The Classic on the Way and Its Power (Dao de jing) describes how the original whole, the Dao (here meaning the "Way" above all other ways), was broken up: "The Dao gave birth to the One, the One gave birth to the Two, the Two gave birth to the Three, and the Three gave birth to the Ten Thousand Things."<6> That decline-through-differentiation also offers the model for regaining wholeness. The spirit may be restored by reversing the process of aging, by reverting from multiplicity to the One.
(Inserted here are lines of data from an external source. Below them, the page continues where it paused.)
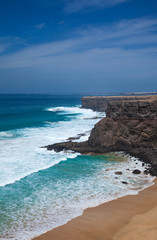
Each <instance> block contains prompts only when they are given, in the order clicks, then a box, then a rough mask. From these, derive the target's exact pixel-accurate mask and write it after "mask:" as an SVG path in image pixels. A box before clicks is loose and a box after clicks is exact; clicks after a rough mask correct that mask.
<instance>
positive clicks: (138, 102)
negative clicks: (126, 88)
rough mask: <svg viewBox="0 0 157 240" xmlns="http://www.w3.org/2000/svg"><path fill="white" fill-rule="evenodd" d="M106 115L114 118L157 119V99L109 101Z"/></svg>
mask: <svg viewBox="0 0 157 240" xmlns="http://www.w3.org/2000/svg"><path fill="white" fill-rule="evenodd" d="M106 115H107V116H108V117H110V118H112V119H129V120H134V119H143V120H144V119H157V100H156V98H155V97H154V98H153V99H152V100H140V101H139V100H130V101H116V102H114V101H113V102H110V103H108V107H107V109H106Z"/></svg>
By understanding the road or path (the same word, Dao, in another sense) that the great Dao followed in its decline, one can return to the root and endure forever.

 

The most prominent early writings associated with Daoism are two texts, The Classic on the Way and Its Power, attributed to a mythological figure named Lao Dan or Laozi who is presumed to have lived during the sixth century B.C.E., and the Zhuangzi, named for its putative author, Zhuang Zhou or Zhuangzi (ca. 370-301 B.C.E.).

 

"Daoism" is also invoked as the name for religious movements that began to develop in the late second century C.E.; Chinese usage typically refers to their texts as Daojiao, "Teachings of the Dao" or "Religion of the Dao."

 

Daoist and imperial interests often intersected. The founder of the Tang dynasty (618-907), Li Yuan (lived 566-635, reigned 618-626, known as Gaozu), for instance, claimed to be a descendant of Laozi's. Later governments continued to extend official support to the Daoist church, and vice-versa.

 

Many accounts portray the twelfth century as a particularly innovative period: it saw the development of sects named "Supreme Unity" (Taiyi), "Perfect and Great Dao" (Zhenda Dao), and "Complete Perfection" (Quanzhen). In the early part of the fifteenth century, the forty-third Celestial Master took charge of compiling and editing Daoist ritual texts, resulting in the promulgation of a Daoist canon that contemporary Daoists still consider authoritative.